Mood (grammar)

From Conservapedia
Jump to: navigation, search

Mood is a grammatical category that expresses the speaker's attitude toward the action or state of being described in a verb, namely, whether it is a simple statement of fact, a hypothetical or counterfactual situation, a desire, a command, etc. English has indicative, subjunctive, and imperative moods; other languages distinguish more or fewer.

Indicative mood

The indicative mood indicates a simple statement of fact: "I'm here."

Subjunctive mood

The subjunctive mood expresses a hypothetical, counterfactual, or desired situation. A counterfactual present situation is expressed in the past subjunctive: If I were king... (which the speaker is not). A counterfactual past situation is expressed in the past perfect subjunctive: If I had been king... (which the speaker was not at the relevant time, if ever). A desired situation can be expressed in the present or future subjunctive: I request that he be there/should be there at noon. God save the Queen! The future subjunctive also expresses a possible future situation in a dependent clause: If I should die before I wake....

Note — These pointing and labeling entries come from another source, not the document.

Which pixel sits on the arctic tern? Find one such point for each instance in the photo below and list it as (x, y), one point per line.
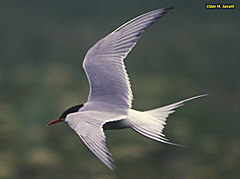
(109, 104)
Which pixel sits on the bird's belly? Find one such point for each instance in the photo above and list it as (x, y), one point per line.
(120, 124)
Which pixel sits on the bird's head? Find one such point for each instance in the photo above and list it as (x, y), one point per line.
(65, 113)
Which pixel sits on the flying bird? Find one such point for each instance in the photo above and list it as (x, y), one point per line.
(109, 104)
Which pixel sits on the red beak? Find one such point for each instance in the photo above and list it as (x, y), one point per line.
(54, 121)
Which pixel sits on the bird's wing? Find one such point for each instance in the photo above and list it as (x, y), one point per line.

In counterfactual statements, the independent clause is expressed in the conditional, which is sometimes considered to be a mood distinct from the subjunctive: If I were king, what riches I would give you.

Imperative mood

The imperative mood expresses a command: Go! It typically exists only in the second person and in the first person plural (Let's go!). Some languages, like Spanish, have a separate polite imperative based on the subjunctive.